Buzzing like a mechanical insect, the black Hexcopter used its six whirring propellers to hover and zoom above a grassy field, providing emergency officials a set of airborne optical and infrared eyeballs.
"He's flying over this disaster site here to the west, taking a look. He's seeing a body lying on the ground, a bicycle and the potential for hazmat. So he's videotaping all that," explained Justin Dee, an operator with Prioria Robotics, the Gainesville firm that developed the drone.
Mission accomplished, the 14-pound, 46-inch wide Hexcopter slowly settled onto the grass near Dee's tent, landing in autopilot mode after a successful exhibition flight.
Sunday, 10 robotics teams showed off the capabilities of their unmanned aircraft during a series of demonstration flights at Exploration Park, Local 6 News partner Florida Today reported. Sponsored by Space Florida, the event kicked off the Association for Unmanned Vehicle Systems International trade show, which continues through Thursday at the Orange County Convention Center.
AUVSI predicts that the drone industry will create nearly 104,000 jobs nationwide by 2025, assuming that the Federal Aviation Administration integrates unmanned aircraft into the national airspace system. Projected economic impact is more than $82 billion from 2015-25.
"The past history of drones has been all military defense kind of stuff. Now, they're looking at getting into precision agriculture. Japan's been using the Yamaha helicopter to cropdust crops for years," said Joe Brannan, director of AUVSI's Florida Peninsula chapter.
"They can find the diseased (orange) trees so the farmer can go cut those out and not affect the rest of his trees. You can use them to count manatees, gators, wildlife. You can use them for forest fire spotting. You can use them to find lost people," Brannan said.

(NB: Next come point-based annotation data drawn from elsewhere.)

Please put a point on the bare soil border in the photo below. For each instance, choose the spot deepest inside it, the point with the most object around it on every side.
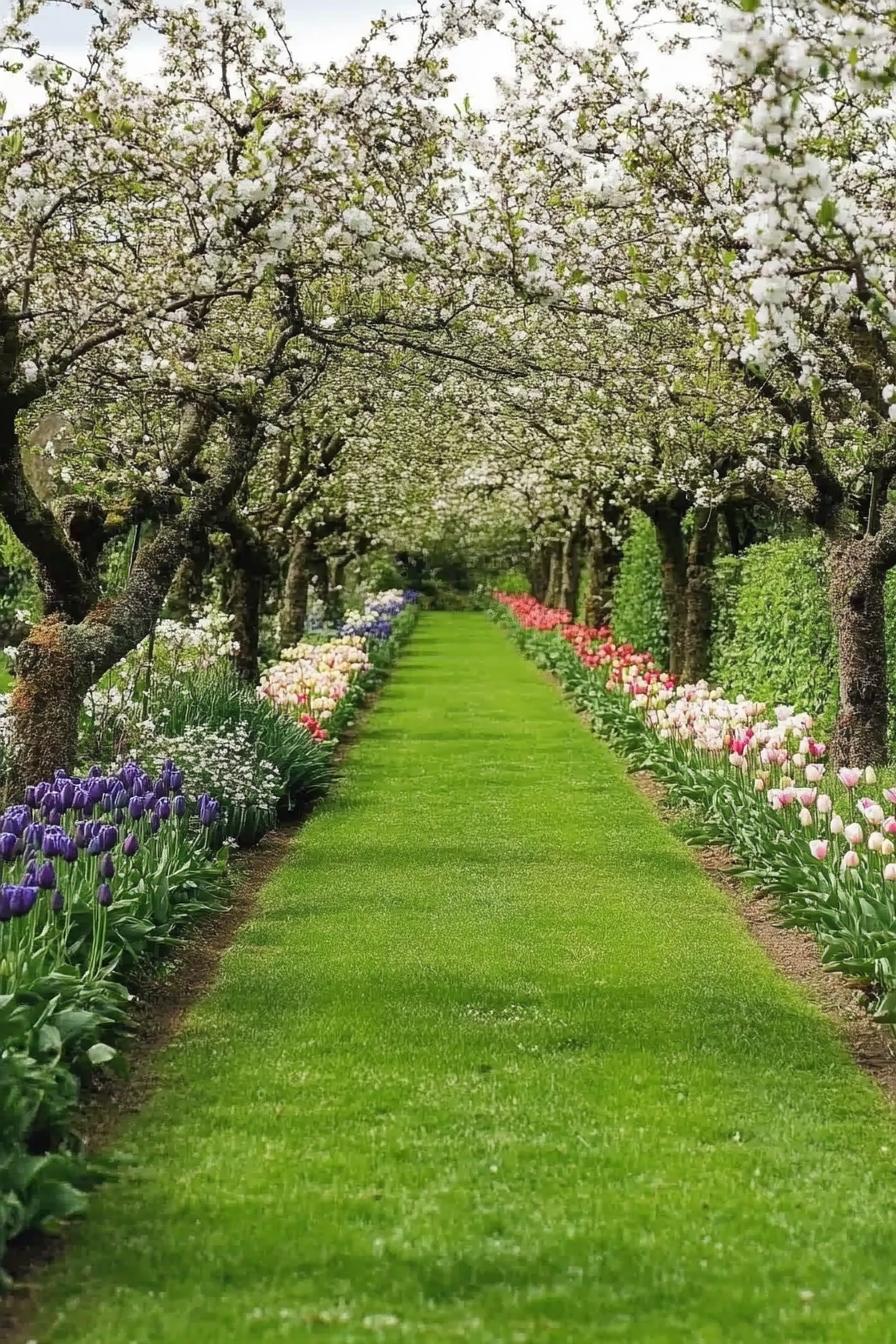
(161, 1000)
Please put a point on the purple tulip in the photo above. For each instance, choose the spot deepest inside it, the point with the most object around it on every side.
(46, 876)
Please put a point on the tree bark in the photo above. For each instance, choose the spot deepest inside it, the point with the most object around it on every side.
(603, 566)
(555, 574)
(668, 523)
(250, 566)
(293, 609)
(571, 573)
(539, 573)
(856, 593)
(63, 660)
(701, 549)
(186, 593)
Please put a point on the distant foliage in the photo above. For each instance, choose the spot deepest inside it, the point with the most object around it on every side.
(773, 633)
(638, 608)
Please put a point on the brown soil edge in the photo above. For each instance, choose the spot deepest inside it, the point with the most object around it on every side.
(156, 1014)
(794, 953)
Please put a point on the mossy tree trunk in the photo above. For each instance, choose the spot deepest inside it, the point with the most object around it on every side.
(571, 571)
(293, 609)
(668, 520)
(605, 555)
(555, 574)
(856, 575)
(701, 549)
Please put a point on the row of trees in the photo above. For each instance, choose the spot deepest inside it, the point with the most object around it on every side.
(317, 311)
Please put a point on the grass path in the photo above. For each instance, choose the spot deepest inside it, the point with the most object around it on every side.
(493, 1063)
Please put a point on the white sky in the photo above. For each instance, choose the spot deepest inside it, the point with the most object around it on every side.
(324, 31)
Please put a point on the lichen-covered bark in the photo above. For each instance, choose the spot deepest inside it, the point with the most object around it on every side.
(571, 571)
(856, 590)
(73, 655)
(668, 522)
(602, 569)
(701, 549)
(293, 609)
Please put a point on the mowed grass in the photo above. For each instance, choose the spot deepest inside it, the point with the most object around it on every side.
(495, 1062)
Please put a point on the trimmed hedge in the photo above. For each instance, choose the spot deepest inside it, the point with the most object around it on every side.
(638, 606)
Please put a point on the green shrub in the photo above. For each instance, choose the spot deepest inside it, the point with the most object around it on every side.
(638, 606)
(512, 581)
(773, 636)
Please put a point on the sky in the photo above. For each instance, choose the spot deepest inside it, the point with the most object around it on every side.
(324, 31)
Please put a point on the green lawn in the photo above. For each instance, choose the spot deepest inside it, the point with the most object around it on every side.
(493, 1063)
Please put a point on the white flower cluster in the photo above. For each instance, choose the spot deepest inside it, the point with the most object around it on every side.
(202, 643)
(220, 761)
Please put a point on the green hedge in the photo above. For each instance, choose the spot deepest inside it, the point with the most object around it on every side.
(638, 608)
(773, 637)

"Then, of course, you've got what shows up in the press about Amazon wanting to deliver packages with it. The commercial applications are out there, just waiting for an industry to get started. The biggest issue, of course, is getting the airspace," he said.
In March, a US Airways jet nearly collided with a camouflage-painted drone above Tallahassee Regional Airport.
"We've had that overseas in military applications many times," Brannan said of the incident. "The capability of putting one of these things up with a camera or an imager to look for stuff is invaluable. But then, you've got to be able to mix it in with other aircraft."
Sunday's drone demos utilized mannequins, gas grills that generated infrared signatures, and other props.
Northern Virginia OmniVersatile Solutions showed off its camera-equipped N-Cognito airplane with a 75-inch wingspan and cruising speed of 30 mph. Packages of three aircraft and "ground station" electronics for a human operator range from $50,000 to $70,000, said Mark Gillespie, managing member.
NV-OS is developing a system that will fly its aircraft using an Xbox 360 controller, Gillespie said.